Luego prosiguió en voz más baja:

—A usted, señor Bonnard, puedo contárselo todo. El padre de esta niña era un banquero muy conocido planteaba grandes negocios. Su carácter fue aventurero y seductor. No era mala persona; se engañaba a sí mismo antes de engañar a los demás, y sin duda en esto consistía su mayor destreza. Sosteníamos con él relaciones muy amistosas. Nos envolvió a todos: a mi marido, a mi tío, a mis primos. Su casa quebró repentinamente; y en aquel desastre la fortuna de mi tío, Pablo se lo ha dicho ya, disminuyó en tres cuartas partes. Nuestras pérdidas fueron menores, y como no tenemos hijos… Murió poco tiempo después de arruinarse, sin dejar absolutamente nada; por esto le atribuyo alguna honradez. Usted debe conocer su nombre, publicado en todos los periódicos: Noel Alexandre. Su mujer era muy agradable, y creo que fue hermosa; se dejaba arrastrar por la ostentación, pero en la quiebra demostró tener mucha energía y mucha dignidad. Un año después de morir su marido murió ella y dejó a Juanita sola en el mundo. No pudo salvar nada de su fortuna personal, muy considerable. La señora de Alexandre era una Allier, hija de Aquiles Allier, de Nevers.

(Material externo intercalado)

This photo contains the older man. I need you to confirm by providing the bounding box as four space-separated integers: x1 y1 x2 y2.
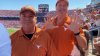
0 23 11 56
44 0 87 56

—¡La hija de Clementina! —exclamé—. Clementina y su hija han muerto. La Humanidad se compone casi por completó de muertos, y el número de los vivos es insignificante comparado con la multitud de los que ya no viven. La vida es aún más limitada que la limitada memoria de los hombres.

Y mentalmente hice esta plegaria:

«Desde donde estés ahora, Clementina, contempla este corazón, indiferente por su edad, pero cuya sangre ardió por ti en otro tiempo, y dime si no le reanima la idea de amar lo único que de ti quedó sobre la tierra. Todo pasa, puesto que habéis pasado tú y tu hija; pero la Vida es inmortal, y es la Vida lo que debemos amar en sus imágenes incesantemente renovadas».

«Entreteníame con mis libros como un chiquillo con sus juguetes, y al fin mi existencia adquiere una dirección, un sentido, un interés, un asunto: ya soy abuelo. La nieta de Clementina es pobre. No consentiré que otro alguno la proteja; nadie más que yo debe dotarla».

Al verme llorar, la señora de Gabry se alejó lentamente.